Vision dashed? Bank enters contract to sell land that city wanted for park

Commissioner Marty Sullivan urged the city to make another unsolicited offer to buy the property, but hopes for a deal dimmed

Sept. 15, 2023

By Beth Kassab

After a contentious public meeting over how — or even if — the city should acquire 2 acres on Orange Avenue to expand Seven Oaks Park, Friday brought what appeared to be a final blow to any last hopes for a deal: the broker the landowner Bank OZK said the property is under contract with another buyer.

City Manager Randy Knight let Commissioners know the news Friday afternoon, just one day after the city sent another unsolicited offer to the Arkansas-based bank previously known as Bank of the Ozarks to purchase the vacant property for about $6 million.

That offer was the result of a 3-2 vote on Wednesday night to, for a third time, attempt to purchase the property after the city learned on Monday that the bank accepted an offer from an unknown buyer. Mayor Phil Anderson and Commissioner Kris Cruzada voted against the offer.

Commissioner Marty Sullivan, who tried to insert money for the purchase in next year’s city budget, but withdrew that motion for lack of enough support. Sullivan said he wanted to call the vote to demonstrate to the bank that commissioners weren’t “dragging our feet” over the acquisition.
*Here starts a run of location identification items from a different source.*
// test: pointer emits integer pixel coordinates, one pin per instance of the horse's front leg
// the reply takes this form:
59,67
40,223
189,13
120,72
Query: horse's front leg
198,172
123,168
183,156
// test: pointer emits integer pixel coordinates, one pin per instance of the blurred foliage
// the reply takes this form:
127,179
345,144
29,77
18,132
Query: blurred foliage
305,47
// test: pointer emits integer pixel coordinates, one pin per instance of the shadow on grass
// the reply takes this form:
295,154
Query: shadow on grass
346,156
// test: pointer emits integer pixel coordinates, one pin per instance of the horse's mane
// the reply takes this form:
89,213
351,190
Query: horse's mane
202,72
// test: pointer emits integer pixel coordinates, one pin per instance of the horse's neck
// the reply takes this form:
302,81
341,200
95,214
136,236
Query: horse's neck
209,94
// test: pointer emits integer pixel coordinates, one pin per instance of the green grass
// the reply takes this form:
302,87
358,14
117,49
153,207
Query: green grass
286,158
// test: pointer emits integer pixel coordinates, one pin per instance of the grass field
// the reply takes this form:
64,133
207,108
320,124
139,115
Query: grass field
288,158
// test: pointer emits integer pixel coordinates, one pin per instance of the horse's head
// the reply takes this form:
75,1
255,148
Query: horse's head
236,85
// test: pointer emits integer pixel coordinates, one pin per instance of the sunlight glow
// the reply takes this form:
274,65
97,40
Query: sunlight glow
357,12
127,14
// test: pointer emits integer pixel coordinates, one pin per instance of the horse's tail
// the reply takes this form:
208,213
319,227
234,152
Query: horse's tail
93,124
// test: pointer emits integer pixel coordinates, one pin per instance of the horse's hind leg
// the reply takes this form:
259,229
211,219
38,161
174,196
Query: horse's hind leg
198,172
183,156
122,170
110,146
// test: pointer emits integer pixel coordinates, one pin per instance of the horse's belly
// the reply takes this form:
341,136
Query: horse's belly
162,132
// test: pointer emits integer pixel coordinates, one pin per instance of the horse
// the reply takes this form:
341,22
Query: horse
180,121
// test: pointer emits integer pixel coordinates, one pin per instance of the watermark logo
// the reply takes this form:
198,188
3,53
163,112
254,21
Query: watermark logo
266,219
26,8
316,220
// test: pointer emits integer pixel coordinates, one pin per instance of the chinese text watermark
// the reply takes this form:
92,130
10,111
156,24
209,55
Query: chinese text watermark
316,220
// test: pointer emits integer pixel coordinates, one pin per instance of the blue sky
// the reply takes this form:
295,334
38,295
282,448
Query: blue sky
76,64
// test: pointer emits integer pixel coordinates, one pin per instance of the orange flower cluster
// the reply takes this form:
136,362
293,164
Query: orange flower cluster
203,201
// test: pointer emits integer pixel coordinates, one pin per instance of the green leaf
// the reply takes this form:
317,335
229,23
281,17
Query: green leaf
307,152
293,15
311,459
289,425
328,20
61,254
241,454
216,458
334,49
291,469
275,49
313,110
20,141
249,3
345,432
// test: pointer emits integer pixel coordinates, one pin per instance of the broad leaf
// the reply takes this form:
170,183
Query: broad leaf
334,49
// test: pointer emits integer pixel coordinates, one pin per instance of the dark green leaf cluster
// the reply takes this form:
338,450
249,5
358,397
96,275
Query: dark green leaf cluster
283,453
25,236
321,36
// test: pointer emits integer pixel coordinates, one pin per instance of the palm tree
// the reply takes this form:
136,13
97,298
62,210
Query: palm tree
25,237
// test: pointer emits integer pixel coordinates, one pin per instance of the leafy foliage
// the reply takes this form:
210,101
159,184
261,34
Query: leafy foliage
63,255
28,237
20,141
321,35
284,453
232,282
In public meetings there was a lack of unanimous support to spend contingency funds or issue bonds to finance the purchase.

Sullivan said he supported the citizens who “took the long view” of what the property could mean decades from now: a more connected series of green spaces from Mead Botanical Gardens to the Winter Park Tennis Center to Seven Oaks, which is still under construction along Orange Avue.
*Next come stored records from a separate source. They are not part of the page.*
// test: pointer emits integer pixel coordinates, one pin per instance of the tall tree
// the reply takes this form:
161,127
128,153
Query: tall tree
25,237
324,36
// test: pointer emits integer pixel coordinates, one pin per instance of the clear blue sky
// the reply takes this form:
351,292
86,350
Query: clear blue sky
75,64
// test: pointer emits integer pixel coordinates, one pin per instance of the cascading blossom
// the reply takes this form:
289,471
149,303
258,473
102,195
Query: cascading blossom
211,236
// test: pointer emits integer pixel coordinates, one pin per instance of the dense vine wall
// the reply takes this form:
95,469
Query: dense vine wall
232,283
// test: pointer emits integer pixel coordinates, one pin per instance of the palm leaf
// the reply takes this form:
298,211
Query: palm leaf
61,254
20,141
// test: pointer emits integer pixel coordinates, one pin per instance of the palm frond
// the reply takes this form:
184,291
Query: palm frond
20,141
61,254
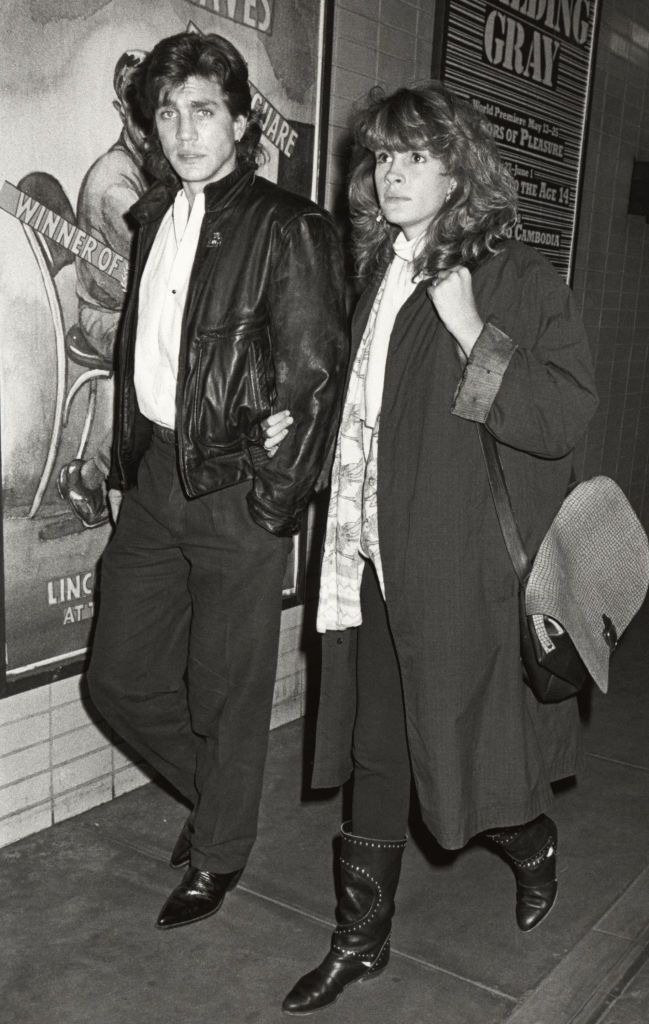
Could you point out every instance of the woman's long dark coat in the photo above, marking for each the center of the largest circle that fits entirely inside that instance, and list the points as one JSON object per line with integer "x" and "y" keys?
{"x": 483, "y": 751}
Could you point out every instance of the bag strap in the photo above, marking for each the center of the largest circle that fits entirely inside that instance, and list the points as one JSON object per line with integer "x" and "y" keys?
{"x": 503, "y": 502}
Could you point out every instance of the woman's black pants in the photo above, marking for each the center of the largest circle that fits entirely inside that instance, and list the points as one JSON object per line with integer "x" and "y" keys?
{"x": 382, "y": 766}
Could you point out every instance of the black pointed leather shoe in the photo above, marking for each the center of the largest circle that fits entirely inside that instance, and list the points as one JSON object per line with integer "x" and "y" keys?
{"x": 180, "y": 853}
{"x": 199, "y": 895}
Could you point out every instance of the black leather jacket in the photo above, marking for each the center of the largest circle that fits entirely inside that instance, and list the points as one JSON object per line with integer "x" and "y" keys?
{"x": 264, "y": 329}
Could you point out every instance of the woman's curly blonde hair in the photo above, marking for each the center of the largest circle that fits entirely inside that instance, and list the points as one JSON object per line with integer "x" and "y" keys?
{"x": 481, "y": 207}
For some in the city, including supporters of the private Winter Park Land Trust, which offered $500,000 toward the deal, the bank’s parcel represented a vision to maintain Winter Park’s small urban village charm and would have preserved a slice of increasingly scarce undeveloped land in a busy business corridor.

“I’d like to see Orange Avenue become more like Park Avenue rather than become more like U.S. Highway 17-92,” said Brad Blum, a member of the land trust and former chief executive officer of Olive Garden and Burger King, who attended the meeting.
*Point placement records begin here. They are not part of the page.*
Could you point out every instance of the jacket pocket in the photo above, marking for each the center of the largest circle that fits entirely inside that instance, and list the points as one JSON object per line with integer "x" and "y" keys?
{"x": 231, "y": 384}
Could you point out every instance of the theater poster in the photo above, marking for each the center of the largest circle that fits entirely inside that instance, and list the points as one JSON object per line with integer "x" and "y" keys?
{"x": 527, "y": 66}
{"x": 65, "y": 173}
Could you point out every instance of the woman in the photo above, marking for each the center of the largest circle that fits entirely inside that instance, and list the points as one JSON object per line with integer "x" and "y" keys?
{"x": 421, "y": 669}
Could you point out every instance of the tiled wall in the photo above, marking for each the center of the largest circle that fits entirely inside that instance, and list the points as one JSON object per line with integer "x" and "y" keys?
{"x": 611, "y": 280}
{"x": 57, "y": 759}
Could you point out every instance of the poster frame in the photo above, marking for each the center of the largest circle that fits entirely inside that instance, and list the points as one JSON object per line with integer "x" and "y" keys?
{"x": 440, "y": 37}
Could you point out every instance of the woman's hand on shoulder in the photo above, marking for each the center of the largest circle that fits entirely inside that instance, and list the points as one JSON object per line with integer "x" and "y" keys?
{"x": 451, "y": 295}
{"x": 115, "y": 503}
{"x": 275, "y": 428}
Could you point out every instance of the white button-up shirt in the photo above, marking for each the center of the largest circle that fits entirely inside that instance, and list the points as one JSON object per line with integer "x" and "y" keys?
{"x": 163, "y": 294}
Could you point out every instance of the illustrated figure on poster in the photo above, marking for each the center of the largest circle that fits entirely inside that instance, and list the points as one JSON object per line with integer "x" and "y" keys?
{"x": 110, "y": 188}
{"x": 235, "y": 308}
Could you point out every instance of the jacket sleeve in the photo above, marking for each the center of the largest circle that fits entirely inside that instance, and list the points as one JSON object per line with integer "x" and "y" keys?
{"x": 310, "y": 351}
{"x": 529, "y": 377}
But the practical implications of a more than $6 million purchase during a year with a number of competing priorities for a piece of the city’s $208 million budget were too difficult to overcome for Anderson and Cruzada.

“I’m not about to put up money when we don’t even know where it’s going to come from and burden residents,” Cruzada said.

Anderson said floating $4.5 million in bonds, the difference after taking about $1 million from the city’s parks acquisition fund and $500,000 from the Land Trust, made the most sense, but he said other priorities such as new fire stations and flood control improvements are more pressing needs.

“I’m just not feeling or hearing the grassroots support demanding that this is the best use for city funds,” he said.

Vice Mayor Sheila DeCiccio said she supported the idea of buying the property to preserve as greenspace, but no longer felt the bank was dealing with the city in good faith. For that reason, she did not support Sullivan’s motion on Wednesday to add the bank property to the city budget, which left Commissioner Todd Weaver as the only likely “yes” vote in addition to Sullivan. As a result, Sullivan withdrew that motion.

“This is the third time the bank has pulled the rug out from under the city,” she said. “They have not dealt with us in good faith and have played us to get another offer.”

The bank did not respond to a call for comment.